If you enjoyed it then get Tell Me No Lies: Investigative Journalism and its Triumphs
edited by John Pilger
Absolutely mindblowing and a very broad range of topics covered.
626pp, Cape, £20
www.guardian.co.uk...
The phrase "investigative journalism" is, in a sense, tautologous because all journalism should involve some kind of investigation that results in
the revelation of a hidden truth. Then again, there is no single form of journalism so the separate description is understandable. But let's be
honest: there is a qualitative difference between investigative journalism and all the other editorial matter that appears in newspapers.
It is the highest form of journalism, pure journalism, real journalism, the reason journalists exist. At their best, investigative journalists serve
the public interest by revealing secrets, exposing lies (and liars), uncovering uncomfortable facts, evading censorship and, sometimes, risking their
lives to act as eyewitnesses to events. Its greatest exponents are muckrakers with a conscience working to that age-old dictum: "News is something
someone somewhere doesn't want published - all the rest is advertising".
By its nature, investigative journalism usually involves writing against the grain, confronting the prevailing political orthodoxy and often
subverting it. Inevitably, investigative reporters are treated with suspicion, sometimes hostility. They tend to be lone wolves who suffer
marginalisation, branded at best eccentrics, accused at worst of being traitors, in order to demean and degrade what they write and broadcast.
John Pilger, who has chosen this first-rate selection of investigative articles from some of the world's best reporters, is a classic example of the
marginalisation process. For years he has been subjected to persistent abuse, in Britain and his native Australia, aimed at undermining his work.
He is undoubtedly a prickly character. As an editor once remarked, only a little unfairly, he is a hero until you know him. But to appreciate Pilger
one has to put aside one's petty, personal views and consider his substantial body of reportage over 35 years, in Vietnam, Cambodia, East Timor,
Burma and Palestine. And that is only the tip of the iceberg.
Even if one disagrees with his political viewpoint, which tends to attribute all the globe's evils to the hegemonic power of the United States, the
suffering he has highlighted and the corruption he has exposed demand not only compassion but a commitment to act. I am happy to praise him, despite
his forthright criticism of my greatest journalistic mistake - the false accusation against Arthur Scargill that he misused miners' strike funds when
I was editor of the Daily Mirror - which he repeats in this book.

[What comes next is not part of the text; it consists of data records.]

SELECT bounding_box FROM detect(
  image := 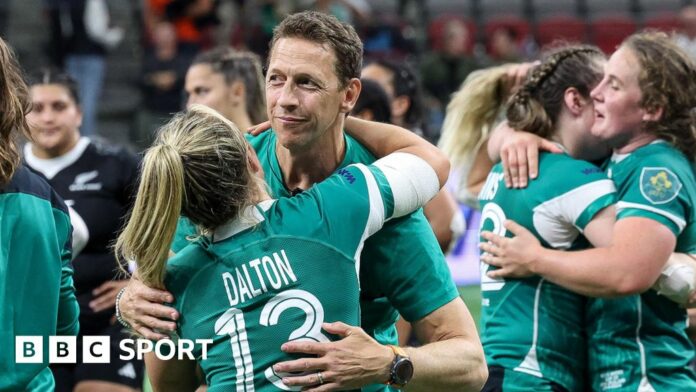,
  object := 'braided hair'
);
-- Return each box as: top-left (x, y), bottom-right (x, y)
top-left (191, 46), bottom-right (268, 124)
top-left (506, 45), bottom-right (605, 138)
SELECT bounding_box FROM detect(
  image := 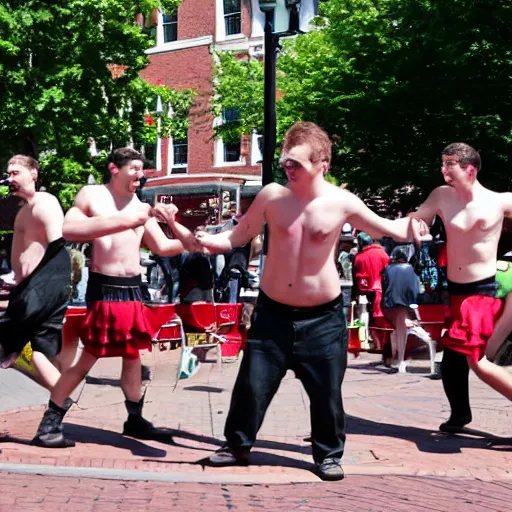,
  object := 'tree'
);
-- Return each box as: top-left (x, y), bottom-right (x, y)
top-left (211, 0), bottom-right (512, 210)
top-left (0, 0), bottom-right (192, 206)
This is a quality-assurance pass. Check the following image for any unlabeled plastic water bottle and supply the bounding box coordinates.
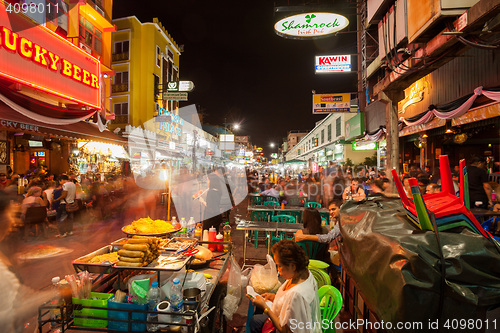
[170,278,183,323]
[222,222,231,252]
[179,217,187,237]
[187,216,196,238]
[147,282,162,332]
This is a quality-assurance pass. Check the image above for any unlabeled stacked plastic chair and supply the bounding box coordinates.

That aside, there is so much rich material to appreciate in this anthology of 30 writers that it is impossible to mention it all. It includes the work
of Martha Gellhorn, Jessica Mitford, James Cameron, Edward Said, Seymour Hersh and the inimitable Gunter Wallraff. Among many gems from the past, few
shine as brightly as Ed Murrow's CBS broadcasts attacking McCarthyism in a period when many American liberal journalists ran for cover.
Similarly, Wilfred Burchett's path-breaking report from Hiroshima, which revealed to the world the truth about post-nuclear radiation sickness,
stands out. He defied the American military authorities to visit the city and proved that the official US line - that the sickness was "Japanese
propaganda" - was a lie. We should note that Burchett's article was published in the Daily Express, a paper more reactionary now than it was under
Lord Beaverbrook.
Pilger has chosen a stunning piece by Linda Melvern, from her disturbing book about the Rwandan genocide, and an equally heart-breaking section from
Anna Politkovskaya's book about Russia's war on Chechnya. Politkovskaya is a fearless investigative reporter who continues to show immense bravery,
having survived two attempts on her life.

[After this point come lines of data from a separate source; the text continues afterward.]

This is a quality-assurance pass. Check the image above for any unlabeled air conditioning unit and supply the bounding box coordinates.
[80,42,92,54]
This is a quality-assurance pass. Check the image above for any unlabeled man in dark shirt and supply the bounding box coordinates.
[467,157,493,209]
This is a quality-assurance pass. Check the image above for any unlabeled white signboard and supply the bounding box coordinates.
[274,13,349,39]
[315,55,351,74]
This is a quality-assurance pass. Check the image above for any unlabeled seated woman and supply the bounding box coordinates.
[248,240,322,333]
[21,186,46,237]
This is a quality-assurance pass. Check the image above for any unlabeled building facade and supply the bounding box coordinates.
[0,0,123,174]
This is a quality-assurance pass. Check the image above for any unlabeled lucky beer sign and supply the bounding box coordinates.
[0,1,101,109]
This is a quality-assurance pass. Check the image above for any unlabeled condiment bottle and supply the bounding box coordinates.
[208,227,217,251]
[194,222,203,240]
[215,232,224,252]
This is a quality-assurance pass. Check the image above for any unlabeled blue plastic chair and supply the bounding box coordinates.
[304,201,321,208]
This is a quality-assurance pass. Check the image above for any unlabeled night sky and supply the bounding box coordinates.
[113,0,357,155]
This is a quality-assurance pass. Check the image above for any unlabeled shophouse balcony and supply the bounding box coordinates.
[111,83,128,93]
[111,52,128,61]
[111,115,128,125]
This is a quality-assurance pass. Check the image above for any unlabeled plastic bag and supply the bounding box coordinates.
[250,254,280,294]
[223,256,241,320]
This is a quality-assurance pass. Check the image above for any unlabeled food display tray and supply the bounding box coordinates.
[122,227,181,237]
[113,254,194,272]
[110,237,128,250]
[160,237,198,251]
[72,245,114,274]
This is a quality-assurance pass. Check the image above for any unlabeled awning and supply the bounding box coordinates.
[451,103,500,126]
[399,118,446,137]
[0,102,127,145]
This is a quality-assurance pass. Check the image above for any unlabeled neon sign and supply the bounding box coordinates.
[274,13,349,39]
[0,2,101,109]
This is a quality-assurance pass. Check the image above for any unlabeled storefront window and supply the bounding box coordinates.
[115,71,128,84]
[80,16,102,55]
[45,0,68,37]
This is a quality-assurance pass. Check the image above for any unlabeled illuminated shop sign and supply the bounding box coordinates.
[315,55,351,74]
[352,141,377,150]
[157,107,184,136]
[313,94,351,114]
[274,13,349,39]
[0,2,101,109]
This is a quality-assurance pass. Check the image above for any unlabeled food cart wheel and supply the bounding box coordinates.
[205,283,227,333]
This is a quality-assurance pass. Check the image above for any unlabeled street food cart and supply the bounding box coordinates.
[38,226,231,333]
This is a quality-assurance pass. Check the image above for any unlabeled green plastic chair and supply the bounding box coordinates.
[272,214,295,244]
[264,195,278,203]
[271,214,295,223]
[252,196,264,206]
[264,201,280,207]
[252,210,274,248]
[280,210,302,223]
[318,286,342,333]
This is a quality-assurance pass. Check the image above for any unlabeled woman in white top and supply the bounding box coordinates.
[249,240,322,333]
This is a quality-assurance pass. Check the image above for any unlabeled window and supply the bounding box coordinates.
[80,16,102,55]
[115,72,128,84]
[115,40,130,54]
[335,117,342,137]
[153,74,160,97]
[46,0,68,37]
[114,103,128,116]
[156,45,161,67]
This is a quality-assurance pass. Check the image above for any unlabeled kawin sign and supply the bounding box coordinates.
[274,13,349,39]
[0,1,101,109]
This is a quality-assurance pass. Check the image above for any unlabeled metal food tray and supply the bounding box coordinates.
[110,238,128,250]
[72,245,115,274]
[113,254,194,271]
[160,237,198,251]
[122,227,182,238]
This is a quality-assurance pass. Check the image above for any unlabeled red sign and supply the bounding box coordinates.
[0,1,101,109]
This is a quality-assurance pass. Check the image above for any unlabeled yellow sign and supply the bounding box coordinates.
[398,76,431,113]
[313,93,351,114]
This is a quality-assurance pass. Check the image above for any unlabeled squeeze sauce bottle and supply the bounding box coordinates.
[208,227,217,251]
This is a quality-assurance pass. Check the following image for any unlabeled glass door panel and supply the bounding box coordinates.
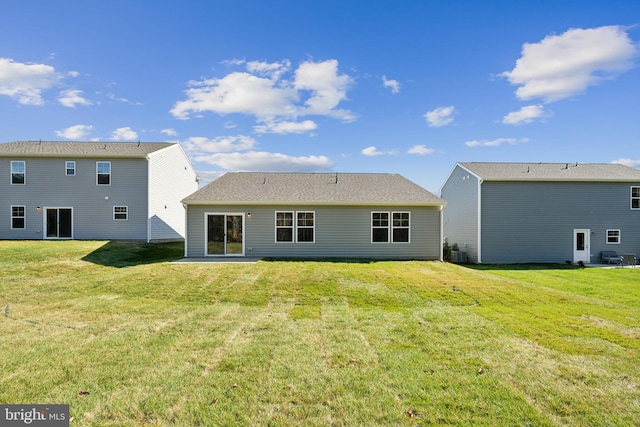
[58,209,71,239]
[227,215,243,255]
[47,209,58,239]
[207,215,225,255]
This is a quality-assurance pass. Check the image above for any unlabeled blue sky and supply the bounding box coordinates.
[0,0,640,193]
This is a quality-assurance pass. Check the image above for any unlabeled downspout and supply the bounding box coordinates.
[478,178,484,264]
[182,203,189,258]
[147,155,151,243]
[440,205,444,261]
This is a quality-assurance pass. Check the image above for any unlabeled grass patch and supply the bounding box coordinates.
[0,241,640,426]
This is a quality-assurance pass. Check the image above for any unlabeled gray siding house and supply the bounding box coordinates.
[0,141,198,242]
[440,163,640,264]
[183,172,444,260]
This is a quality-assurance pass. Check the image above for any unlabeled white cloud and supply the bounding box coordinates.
[294,59,355,122]
[160,128,178,136]
[247,59,291,80]
[360,145,385,157]
[0,58,61,105]
[111,126,138,141]
[196,170,226,187]
[194,151,333,172]
[58,89,91,108]
[253,120,318,134]
[424,105,455,127]
[611,158,640,168]
[171,60,355,121]
[464,138,529,147]
[382,76,400,93]
[502,105,549,125]
[182,135,257,157]
[501,26,638,102]
[407,145,436,156]
[55,125,93,140]
[171,72,298,120]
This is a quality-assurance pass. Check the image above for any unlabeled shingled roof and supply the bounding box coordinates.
[0,141,175,158]
[183,172,445,206]
[459,162,640,182]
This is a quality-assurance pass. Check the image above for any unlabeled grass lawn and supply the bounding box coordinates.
[0,241,640,426]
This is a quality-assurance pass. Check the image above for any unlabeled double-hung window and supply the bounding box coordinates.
[11,206,26,229]
[96,162,111,185]
[276,212,293,242]
[631,187,640,209]
[607,230,620,245]
[296,212,315,243]
[113,206,129,220]
[371,212,389,243]
[11,160,27,185]
[392,212,409,243]
[276,211,315,243]
[371,212,411,243]
[64,160,76,176]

Another brave woman is Amira Hass, the Israeli correspondent who went in 1993 to live among the Palestinians under siege in the Gaza Strip. Here is a
reporter despised by many, probably most, people in her own country, but who believes she cannot stand by while the Israeli state persecutes a
dispossessed nation.
The book is dedicated to Paul Foot, who deserves to be regarded as the doyen of British investigative journalists, and who died in July. It brings
together his various articles, in the Daily Mirror and Private Eye, about the scandal surrounding the Lockerbie bombing, a whitewash engineered by the
British and US authorities.
Pilger has devoted the final section to the war on Iraq and features the work of the Guardian's Richard Norton-Taylor, the Independent's Robert Fisk
and the freelance, Felicity Arbuthnot, who has been a regular visitor to Iraq since the 1991 Gulf war.

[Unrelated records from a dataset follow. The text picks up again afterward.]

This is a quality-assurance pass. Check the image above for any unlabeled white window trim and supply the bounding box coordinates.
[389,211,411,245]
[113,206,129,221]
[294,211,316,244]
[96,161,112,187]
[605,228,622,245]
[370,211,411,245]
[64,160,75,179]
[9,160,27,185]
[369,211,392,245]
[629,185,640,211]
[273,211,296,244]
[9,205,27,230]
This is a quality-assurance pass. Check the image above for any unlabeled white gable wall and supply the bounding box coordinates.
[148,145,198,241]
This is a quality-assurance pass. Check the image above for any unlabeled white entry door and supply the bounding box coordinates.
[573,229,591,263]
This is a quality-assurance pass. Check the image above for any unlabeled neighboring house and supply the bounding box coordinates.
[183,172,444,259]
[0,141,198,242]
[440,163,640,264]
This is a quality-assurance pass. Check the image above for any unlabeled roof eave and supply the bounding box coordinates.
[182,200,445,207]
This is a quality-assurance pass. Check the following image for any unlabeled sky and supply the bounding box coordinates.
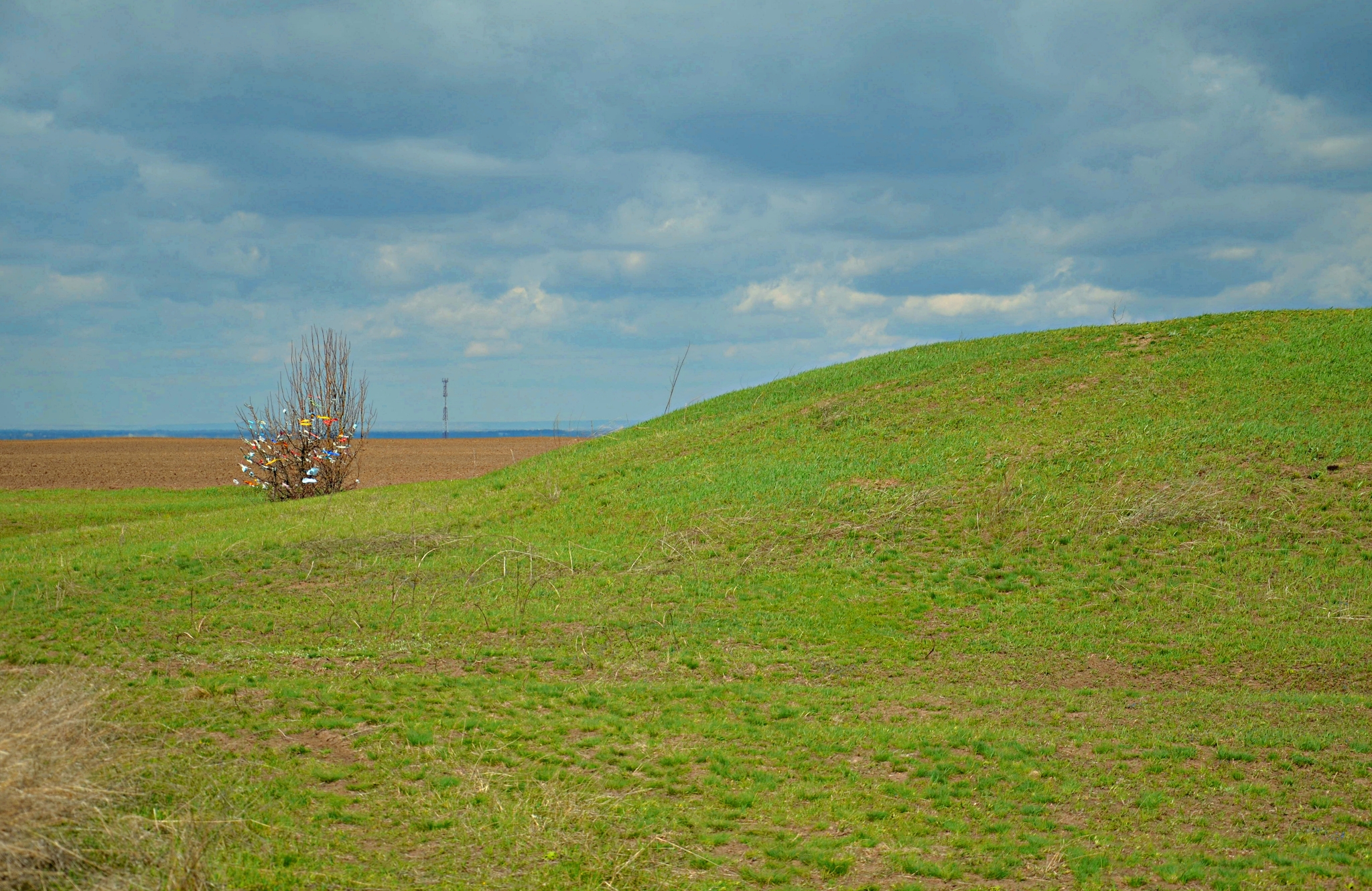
[0,0,1372,428]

Another eyewitness to the horrors within Baghdad who deserves a special mention is Jo Wilding. Her description of life inside Falluja is immediate,
painful and so full of detail it demands to be read and believed. What is so interesting is that she is not an accredited journalist but what Pilger
calls "one of a new breed of 'citizen reporters". He argues that she represents a new "unofficial" media, on the web as well as in small
circulation independent papers and radio stations. The bloggers could well be the mainstay of investigative reporting in future, telling it like it is
simply by being there.
They will certainly help us to know more but there will always be a need for the diggers, the professionals who know how to rake the muck. his book
will surely spur a new generation of investigative journalists to do just that.